As I’ve reported, restoring this tax would not put a serious dent in the GOP bill’s coverage loss, and much of its tax relief for the rich would remain. Yet conservatives oppose even this.
* REPUBLICANS LAUNCH HEALTH CARE ADS, WITH A CAVEAT: Politico’s Morning Score reports:
The National Republican Senatorial Committee is launching digital ads targeting all 10 Democrats up in states won by President Donald Trump next year linking them to Massachusetts Sen. Elizabeth Warren and the Democratic push for single-payer health care. The 15-second ads … feature Warren saying “single-payer” is the next step before noting how frequently a Senator votes with Warren before directing viewers to sign a petition against single-payer. The ads are backed by significant statewide buys, and will run throughout recess and the rest of July.
But as Democratic operative Jesse Ferguson points out: “Pretty telling that they aren’t running ads attacking Dems for opposing their health care plan, eh?”

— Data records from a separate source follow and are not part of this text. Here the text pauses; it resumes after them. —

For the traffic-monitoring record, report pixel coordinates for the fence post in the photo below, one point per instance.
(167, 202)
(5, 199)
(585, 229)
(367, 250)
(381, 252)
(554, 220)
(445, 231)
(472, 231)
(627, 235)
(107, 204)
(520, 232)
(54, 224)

* DESPITE TRUMP’S BOASTS, AUTO INDUSTRY SLOWS DOWN: The New York Times reports that auto industry sales are slowing and its workforce is shrinking, two trends that are likely to continue:
The decline signals at least a pause in Detroit’s resurgence from the dark days of the financial crisis, which General Motors and Chrysler survived only through bankruptcy and bailouts. It’s happening despite President Trump’s promises to pressure automakers to save and create good-paying American factory jobs.
Ignore this Fake News, Trump supporters. Trump will likely “save” a few isolated jobs somewhere soon and hold a big presser to tout all the “winning.”
* 44 STATES HAVE REFUSED REQUEST FOR VOTER DATA: CNN tallies it up:
Forty-four states have refused to provide certain types of voter information to the Trump administration’s election integrity commission, according to a CNN inquiry to all 50 states.
This might make it more difficult for Trump’s voter suppression — oops, voter fraud — commission to carry out its mission. Sad!
* AND HUGE MAJORITY DISAPPROVES OF TRUMP TWEETS: Amid Trump’s latest lunatic tweets, Axios publishes a new Survey Monkey poll finding that 64 percent of Americans disapprove of Trump’s tweeting. But only 38 percent of Republicans disapprove:
Not only do most Republicans approve of his use of Twitter, but asked to describe those tweets, the No. 1 mention among the GOP is ‘truthful,’ with ‘entertaining’ in second place.
There you have it. This is why the presidential tweeting will continue.